Theroux’s book highlights the issues that Mexico is going through from immigration from the Northern Triangle to the ever-present threat of the drug cartels to the hopes of Mexico’s indigenous populations who believe that they have been left behind as other villages and towns hollowed out while the economic gains went elsewhere. It’s not just the issues that Theroux shines a lens on but also the beauty of the country’s culture and its warm people. As an elderly traveler, Theroux is treated with great respect and even reverence as ‘Don Pablo.’

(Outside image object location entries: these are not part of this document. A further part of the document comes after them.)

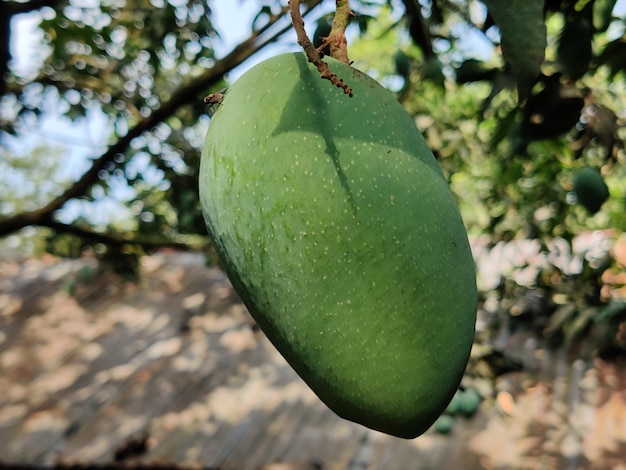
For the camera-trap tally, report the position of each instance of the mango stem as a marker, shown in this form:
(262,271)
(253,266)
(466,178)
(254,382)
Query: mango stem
(312,54)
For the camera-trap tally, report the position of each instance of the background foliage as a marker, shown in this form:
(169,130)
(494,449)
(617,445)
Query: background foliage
(515,98)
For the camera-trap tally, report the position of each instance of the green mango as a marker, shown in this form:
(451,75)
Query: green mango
(338,230)
(590,189)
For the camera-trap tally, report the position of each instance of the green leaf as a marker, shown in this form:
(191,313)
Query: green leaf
(523,34)
(574,49)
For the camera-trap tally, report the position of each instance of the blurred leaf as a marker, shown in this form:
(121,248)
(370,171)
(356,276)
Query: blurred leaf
(602,13)
(523,34)
(614,56)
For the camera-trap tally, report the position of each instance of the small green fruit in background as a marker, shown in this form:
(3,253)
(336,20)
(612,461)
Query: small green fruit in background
(590,189)
(444,424)
(339,232)
(469,401)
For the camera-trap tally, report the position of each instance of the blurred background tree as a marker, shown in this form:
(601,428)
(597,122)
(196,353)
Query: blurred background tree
(522,102)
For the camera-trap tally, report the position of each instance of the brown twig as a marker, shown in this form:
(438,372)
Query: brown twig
(309,49)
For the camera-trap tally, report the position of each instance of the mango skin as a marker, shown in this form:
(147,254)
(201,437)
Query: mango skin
(339,232)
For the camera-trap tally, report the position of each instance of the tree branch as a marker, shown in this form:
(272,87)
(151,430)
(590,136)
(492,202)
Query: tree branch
(239,54)
(15,8)
(337,37)
(313,54)
(113,239)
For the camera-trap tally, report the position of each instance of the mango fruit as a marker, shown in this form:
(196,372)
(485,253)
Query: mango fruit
(338,230)
(590,189)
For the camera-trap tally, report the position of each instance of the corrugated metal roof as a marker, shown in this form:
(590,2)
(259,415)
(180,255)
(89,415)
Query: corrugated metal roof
(173,371)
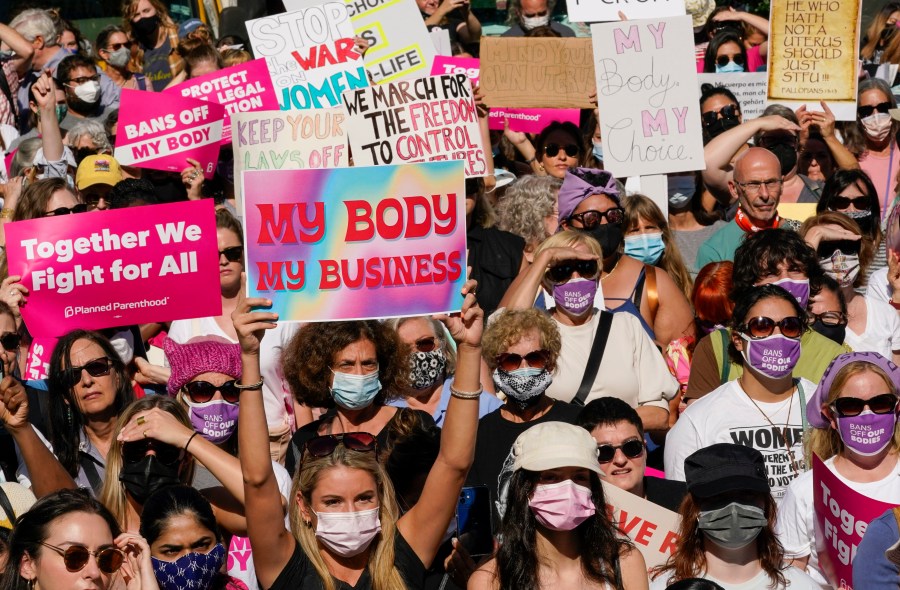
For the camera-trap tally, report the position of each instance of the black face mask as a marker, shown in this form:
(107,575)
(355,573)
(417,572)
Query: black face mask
(146,476)
(833,333)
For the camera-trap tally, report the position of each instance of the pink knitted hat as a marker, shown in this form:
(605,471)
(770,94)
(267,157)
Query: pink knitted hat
(201,355)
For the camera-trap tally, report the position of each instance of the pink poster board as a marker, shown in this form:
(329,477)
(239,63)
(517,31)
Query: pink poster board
(159,264)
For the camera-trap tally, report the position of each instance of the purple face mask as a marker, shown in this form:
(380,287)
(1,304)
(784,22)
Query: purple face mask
(867,434)
(576,296)
(215,420)
(774,356)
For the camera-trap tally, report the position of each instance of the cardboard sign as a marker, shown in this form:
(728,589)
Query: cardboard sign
(240,88)
(154,266)
(298,140)
(311,55)
(595,11)
(748,88)
(814,53)
(537,72)
(420,120)
(652,528)
(841,518)
(647,96)
(356,243)
(161,132)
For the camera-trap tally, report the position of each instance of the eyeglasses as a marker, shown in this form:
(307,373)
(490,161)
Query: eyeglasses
(109,559)
(135,451)
(763,327)
(752,188)
(323,446)
(232,253)
(563,271)
(201,392)
(723,60)
(79,208)
(868,110)
(630,448)
(551,150)
(848,407)
(536,359)
(591,219)
(95,368)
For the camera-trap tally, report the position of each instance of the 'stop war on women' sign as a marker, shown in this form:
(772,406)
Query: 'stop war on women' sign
(86,275)
(647,96)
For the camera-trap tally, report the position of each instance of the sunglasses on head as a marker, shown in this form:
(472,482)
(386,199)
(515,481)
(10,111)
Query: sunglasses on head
(95,368)
(630,448)
(135,451)
(551,150)
(75,557)
(563,271)
(763,327)
(536,359)
(201,392)
(232,253)
(848,407)
(79,208)
(323,446)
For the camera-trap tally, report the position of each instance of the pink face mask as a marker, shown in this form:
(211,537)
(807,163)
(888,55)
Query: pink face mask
(562,506)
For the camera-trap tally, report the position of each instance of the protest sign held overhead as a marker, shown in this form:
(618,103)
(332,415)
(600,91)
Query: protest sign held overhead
(648,96)
(356,243)
(86,275)
(814,55)
(311,55)
(420,120)
(240,88)
(537,72)
(162,133)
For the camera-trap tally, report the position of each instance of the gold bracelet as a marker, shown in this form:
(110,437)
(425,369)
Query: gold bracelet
(466,394)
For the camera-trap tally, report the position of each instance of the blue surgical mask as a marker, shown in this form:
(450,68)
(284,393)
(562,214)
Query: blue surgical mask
(355,392)
(647,248)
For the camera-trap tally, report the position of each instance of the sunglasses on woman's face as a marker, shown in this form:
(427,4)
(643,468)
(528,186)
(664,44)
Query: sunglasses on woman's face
(201,392)
(848,407)
(630,448)
(75,557)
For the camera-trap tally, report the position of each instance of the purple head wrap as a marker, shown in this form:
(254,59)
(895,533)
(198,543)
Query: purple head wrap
(814,405)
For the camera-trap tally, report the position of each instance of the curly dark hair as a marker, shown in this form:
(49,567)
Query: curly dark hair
(517,559)
(308,358)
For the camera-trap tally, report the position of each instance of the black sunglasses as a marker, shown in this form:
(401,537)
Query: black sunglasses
(95,368)
(75,557)
(630,448)
(201,392)
(232,253)
(135,451)
(79,208)
(563,271)
(536,359)
(848,407)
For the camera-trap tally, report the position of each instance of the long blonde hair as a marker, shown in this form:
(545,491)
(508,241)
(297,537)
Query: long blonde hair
(385,575)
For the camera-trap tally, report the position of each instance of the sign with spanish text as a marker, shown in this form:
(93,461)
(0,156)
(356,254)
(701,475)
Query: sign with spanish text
(159,264)
(421,120)
(356,243)
(240,88)
(648,97)
(162,131)
(842,516)
(311,55)
(814,54)
(537,72)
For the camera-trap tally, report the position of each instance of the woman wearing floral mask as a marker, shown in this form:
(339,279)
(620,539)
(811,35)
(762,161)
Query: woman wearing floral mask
(555,529)
(858,391)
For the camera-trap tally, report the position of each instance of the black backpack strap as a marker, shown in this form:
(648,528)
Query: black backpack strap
(594,359)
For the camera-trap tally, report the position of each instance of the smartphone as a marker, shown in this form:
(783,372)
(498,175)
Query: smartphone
(473,521)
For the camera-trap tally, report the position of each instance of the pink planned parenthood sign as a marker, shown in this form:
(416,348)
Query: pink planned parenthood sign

He is welcomed as a guest, kept safe by complete strangers, and invited to interview Mexicans who normally would not talk to foreign travelers. Theroux travels all the way from Massachusetts across the border where few Americans are found to cross. He does so in his own car on his own dime and does not travel with any security or any kind of companionship. He learns Spanish and teaches writing to Mexican students. He is a refreshing kind of traveler, one who remembers to show people through a human lens and to not deal with harmful stereotypes.

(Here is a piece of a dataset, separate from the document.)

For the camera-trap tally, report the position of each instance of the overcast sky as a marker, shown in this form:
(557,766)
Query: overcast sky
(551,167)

Overall, ‘On the Plain of Snakes’ is an excellent travel novel for anyone interested in learning more about Mexico’s people, its culture, its struggles, and its hopes for a better future.

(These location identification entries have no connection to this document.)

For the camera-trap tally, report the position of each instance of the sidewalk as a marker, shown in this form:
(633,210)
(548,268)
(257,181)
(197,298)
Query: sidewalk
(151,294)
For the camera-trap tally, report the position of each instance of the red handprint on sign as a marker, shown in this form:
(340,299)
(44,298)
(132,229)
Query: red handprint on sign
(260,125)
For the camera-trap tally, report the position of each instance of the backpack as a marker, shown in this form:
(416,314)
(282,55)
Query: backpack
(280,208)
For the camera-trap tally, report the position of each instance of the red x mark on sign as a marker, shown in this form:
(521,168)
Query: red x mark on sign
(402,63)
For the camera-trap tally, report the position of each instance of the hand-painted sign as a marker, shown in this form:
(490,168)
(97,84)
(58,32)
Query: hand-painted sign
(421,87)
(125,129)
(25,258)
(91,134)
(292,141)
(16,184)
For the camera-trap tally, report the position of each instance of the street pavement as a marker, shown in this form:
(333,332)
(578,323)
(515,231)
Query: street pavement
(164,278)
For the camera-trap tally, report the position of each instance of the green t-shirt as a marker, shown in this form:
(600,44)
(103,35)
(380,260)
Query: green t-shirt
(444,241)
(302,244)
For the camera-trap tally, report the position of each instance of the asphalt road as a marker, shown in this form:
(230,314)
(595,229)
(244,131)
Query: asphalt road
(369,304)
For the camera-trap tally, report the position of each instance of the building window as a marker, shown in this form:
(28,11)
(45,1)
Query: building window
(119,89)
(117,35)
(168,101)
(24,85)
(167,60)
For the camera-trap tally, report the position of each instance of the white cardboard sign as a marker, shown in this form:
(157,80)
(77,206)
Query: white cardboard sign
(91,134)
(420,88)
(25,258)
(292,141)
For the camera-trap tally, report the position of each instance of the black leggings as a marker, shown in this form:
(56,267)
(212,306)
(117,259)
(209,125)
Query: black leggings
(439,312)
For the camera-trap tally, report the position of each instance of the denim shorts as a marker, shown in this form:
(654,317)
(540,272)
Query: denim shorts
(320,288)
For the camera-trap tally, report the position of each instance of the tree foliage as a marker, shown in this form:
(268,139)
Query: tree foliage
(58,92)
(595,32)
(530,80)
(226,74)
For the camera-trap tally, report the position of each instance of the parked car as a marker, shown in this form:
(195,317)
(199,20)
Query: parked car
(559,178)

3. Rule Makers, Rule Breakers: How Tight and Loose Cultures Wire Our World by Michele J. Gelfand
This book has been my favorite one of 2020 and I only heard of it through a weekly David Brooks column in The New York Times Opinion section. The differences and similarities between cultures and societies is a topic that has fascinated me for years. As someone who has lived in both loose and tight countries as Mrs. Gelfand so brilliantly classifies, it is fascinating to see her extensive research come into fruition and how these loose and tight countries affect our outlook on everything from celebrations to driving to health care to tattoos.
Tight countries are cultures where norms are preserved and breaking them is frowned upon. Societal cohesion is encouraged and straying from norms is open to punishment. Loose countries are cultures where norms are often broken and breaking them usually comes with a shrug or a lack of care. Why do Germans always stop at a red light even when its 3 AM? Why do Brazilian clocks never run on time? Why do Japanese trains always run on time? Why do Singaporean laws ban gum from being chewed?
These tight and loose differences do not just extend to countries but also to states, cities, organizations, businesses and even within us. This book of ‘tight and loose’ norms highlights how we feel about any subject and how that is reflected in how we act with others. There is no right or wrong answer as to whether living in a tight culture is better or if living in a loose culture is better. Mrs. Gelfand excellently points out in each chapter how they both have their advantages and disadvantages depending upon the norm being considered.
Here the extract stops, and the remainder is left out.